In a report last Friday, Bespoke Investment Group stated that the "sharp outperformance period" of micro-cap stocks relative to the S&P 500 "often does not coincide with periods of positive market sentiment. In the past 10 similar market trends, whenever the micro-cap stock index significantly outperformed the S&P 500 index by 10 percentage points as it has since the low point in April, this smaller market cap micro-cap benchmark index has generally experienced a significant decline one month, three months, and one year later. In comparison, the S&P 500 index typically records better performance in this analysis: a significant increase one year later, but at a slower pace.
"In the last six months, the smallest market cap micro-cap stocks have recorded the largest gains on average," wrote senior analyst Hickey from Bespoke. "The recent surge in small company stock prices is not completely driven by high-quality public companies, but by market speculation sentiments."
In addition to being highly sensitive to market speculation sentiments, another factor to consider is that their actual size is too small, meaning that the stock trading volume is lower. For example, the average daily trading volume of the micro-cap stock benchmark is less than half of the overall trading volume of the S&P 500 index.
"In the end, you will be trapped by such things," said Charlie McElligott, cross-asset macro strategist at Nomura Securities International. He said he was trying to avoid this area because of the lack of liquidity. "I don't even know how those investors can sleep at night."

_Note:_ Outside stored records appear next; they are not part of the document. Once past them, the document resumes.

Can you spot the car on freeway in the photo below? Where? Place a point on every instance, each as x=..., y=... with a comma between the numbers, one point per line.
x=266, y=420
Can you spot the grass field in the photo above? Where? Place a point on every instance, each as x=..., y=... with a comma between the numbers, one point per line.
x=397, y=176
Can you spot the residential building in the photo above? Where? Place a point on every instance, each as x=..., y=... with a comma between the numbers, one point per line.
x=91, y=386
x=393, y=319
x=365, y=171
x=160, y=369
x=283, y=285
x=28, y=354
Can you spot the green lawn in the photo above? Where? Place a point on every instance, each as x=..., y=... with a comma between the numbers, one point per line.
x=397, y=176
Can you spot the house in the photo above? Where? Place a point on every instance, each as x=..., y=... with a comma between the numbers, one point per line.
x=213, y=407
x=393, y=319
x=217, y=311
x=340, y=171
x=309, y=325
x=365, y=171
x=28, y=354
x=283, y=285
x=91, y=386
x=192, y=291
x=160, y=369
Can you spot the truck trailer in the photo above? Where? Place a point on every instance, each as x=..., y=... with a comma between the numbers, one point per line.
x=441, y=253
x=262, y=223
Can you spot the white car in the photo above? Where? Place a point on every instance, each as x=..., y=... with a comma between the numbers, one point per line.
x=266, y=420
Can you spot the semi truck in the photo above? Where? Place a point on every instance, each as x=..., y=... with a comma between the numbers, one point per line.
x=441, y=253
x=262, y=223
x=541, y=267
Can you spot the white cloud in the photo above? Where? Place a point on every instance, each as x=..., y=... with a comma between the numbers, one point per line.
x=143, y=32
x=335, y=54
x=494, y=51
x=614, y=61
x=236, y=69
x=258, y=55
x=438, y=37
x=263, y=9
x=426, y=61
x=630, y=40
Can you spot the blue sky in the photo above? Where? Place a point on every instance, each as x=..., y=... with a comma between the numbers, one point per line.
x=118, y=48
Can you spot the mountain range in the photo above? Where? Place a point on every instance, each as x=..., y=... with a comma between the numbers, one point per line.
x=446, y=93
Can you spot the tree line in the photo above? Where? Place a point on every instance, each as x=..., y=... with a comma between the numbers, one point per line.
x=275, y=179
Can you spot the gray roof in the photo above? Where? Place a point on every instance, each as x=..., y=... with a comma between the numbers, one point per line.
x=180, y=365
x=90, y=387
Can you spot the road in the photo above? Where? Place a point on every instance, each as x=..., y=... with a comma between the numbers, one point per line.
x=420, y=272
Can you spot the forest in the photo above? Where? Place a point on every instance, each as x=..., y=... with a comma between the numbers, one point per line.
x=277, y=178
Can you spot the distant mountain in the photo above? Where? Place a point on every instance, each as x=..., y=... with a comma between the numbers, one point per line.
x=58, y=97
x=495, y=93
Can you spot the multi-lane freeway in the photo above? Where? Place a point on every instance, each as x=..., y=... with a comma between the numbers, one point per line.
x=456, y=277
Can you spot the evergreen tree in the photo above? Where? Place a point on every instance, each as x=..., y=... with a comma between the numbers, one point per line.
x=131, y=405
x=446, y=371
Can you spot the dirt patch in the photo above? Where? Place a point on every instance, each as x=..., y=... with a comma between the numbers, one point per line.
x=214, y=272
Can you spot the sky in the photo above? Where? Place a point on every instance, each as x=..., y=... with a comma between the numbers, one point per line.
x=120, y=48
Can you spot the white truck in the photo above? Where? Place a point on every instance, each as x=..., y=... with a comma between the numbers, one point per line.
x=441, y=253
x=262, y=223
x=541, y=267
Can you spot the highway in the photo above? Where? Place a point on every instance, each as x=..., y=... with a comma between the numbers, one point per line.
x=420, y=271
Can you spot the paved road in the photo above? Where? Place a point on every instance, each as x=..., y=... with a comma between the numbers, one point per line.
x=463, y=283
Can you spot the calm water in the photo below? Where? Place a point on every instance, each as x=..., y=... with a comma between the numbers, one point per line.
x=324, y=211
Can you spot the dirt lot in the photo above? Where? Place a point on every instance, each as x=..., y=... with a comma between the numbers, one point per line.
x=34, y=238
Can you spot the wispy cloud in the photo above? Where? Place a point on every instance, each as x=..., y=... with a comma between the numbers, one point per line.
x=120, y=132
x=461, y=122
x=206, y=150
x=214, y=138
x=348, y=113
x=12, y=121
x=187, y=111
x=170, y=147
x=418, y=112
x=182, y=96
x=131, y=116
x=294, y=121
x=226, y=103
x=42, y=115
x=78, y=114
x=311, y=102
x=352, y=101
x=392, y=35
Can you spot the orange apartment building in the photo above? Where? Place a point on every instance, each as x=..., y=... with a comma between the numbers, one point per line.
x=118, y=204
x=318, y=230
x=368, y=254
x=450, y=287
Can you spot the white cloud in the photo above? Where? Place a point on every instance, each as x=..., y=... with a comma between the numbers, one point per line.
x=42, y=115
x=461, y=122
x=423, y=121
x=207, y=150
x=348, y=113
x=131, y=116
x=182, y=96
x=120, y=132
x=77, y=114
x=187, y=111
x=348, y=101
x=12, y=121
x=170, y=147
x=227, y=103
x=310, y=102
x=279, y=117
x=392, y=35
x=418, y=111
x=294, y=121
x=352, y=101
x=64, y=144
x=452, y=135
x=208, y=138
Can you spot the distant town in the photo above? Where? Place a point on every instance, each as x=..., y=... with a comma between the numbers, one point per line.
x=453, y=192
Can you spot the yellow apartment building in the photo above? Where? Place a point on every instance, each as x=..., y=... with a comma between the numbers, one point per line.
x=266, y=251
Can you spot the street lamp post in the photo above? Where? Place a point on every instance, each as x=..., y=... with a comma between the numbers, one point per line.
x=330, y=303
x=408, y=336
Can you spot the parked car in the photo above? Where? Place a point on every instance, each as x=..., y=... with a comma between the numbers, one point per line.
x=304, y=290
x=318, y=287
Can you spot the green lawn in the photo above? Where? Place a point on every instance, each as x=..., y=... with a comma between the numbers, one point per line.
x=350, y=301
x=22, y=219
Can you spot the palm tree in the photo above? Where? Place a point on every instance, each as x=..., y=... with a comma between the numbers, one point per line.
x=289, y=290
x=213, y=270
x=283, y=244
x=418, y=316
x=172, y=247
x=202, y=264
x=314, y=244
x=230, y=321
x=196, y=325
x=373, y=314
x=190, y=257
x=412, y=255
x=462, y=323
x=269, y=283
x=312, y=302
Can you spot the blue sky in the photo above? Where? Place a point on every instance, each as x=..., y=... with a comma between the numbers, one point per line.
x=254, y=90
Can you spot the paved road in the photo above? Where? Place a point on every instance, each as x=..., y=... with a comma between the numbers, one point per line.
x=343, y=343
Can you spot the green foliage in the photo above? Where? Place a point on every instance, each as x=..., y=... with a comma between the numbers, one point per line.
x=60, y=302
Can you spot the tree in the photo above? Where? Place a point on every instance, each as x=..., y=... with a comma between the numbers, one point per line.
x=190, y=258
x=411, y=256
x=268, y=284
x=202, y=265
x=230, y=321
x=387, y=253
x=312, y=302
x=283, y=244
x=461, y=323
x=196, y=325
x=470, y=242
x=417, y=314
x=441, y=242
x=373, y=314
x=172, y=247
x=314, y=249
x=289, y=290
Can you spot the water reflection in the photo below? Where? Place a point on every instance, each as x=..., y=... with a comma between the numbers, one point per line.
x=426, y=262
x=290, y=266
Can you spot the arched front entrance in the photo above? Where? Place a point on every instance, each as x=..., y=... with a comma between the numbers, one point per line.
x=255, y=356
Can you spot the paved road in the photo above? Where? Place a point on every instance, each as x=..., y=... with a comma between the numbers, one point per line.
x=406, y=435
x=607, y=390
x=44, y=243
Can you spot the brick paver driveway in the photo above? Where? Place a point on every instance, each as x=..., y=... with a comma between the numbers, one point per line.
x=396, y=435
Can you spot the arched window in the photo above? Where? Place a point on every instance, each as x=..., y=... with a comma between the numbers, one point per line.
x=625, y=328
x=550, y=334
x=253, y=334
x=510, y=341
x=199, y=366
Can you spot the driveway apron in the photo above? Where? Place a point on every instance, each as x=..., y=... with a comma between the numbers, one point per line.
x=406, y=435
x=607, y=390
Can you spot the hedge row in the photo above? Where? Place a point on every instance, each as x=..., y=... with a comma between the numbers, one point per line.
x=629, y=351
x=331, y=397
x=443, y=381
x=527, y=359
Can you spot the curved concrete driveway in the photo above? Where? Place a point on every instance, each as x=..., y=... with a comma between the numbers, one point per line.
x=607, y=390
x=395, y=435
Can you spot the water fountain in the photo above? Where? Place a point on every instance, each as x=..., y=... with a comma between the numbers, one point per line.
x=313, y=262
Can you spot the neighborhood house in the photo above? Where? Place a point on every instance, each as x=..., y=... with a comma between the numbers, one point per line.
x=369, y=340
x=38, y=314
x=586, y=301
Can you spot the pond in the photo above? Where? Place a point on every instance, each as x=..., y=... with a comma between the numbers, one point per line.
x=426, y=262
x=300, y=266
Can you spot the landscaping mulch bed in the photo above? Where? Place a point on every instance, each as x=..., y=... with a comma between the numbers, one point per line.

Inability to meet institutional liquidity requirements destined the "violent fluctuations" attribute
Micro-cap stocks are usually too small in market value and have too narrow a range of trading volume to meet the liquidity requirements of large hedge fund companies or traditional asset management institutions, so they often appear on the investment lists of non-professional traders' favorite stocks. This includes many targets in a basket compiled by Citigroup Inc. of stocks favored by non-professional institutional investors, such as BigBear.ai Holdings Inc., fuboTV Inc., and Richtech Robotics Inc., which have experienced extreme volatility this year.
Despite nearing historical highs, micro-cap stock investors have been exiting this sector. A recent report from the strategy team at Wall Street giant Bank of America pointed out significant outflows from this area in recent weeks. Jill Carey Hall, head of small and mid-cap market strategies at Bank of America, wrote in a report released on October 7 that micro-cap stocks are the most expensive part of the small-cap market. The Bank of America strategy chief had previously stated in September that their outperformance performance "may have entered the second half of the game."
Nevertheless, the best-performing stocks in the index have continued to provide significant investment returns that fund managers cannot ignore.
DeFi Development Corp., a blockchain developer that analysts widely expect to post huge losses per share over the next two quarters, has seen its stock price soar by over 2,000% this year. The Oncology Institute, which operates small clinics in several states has seen its stock price rise by over 1,100%.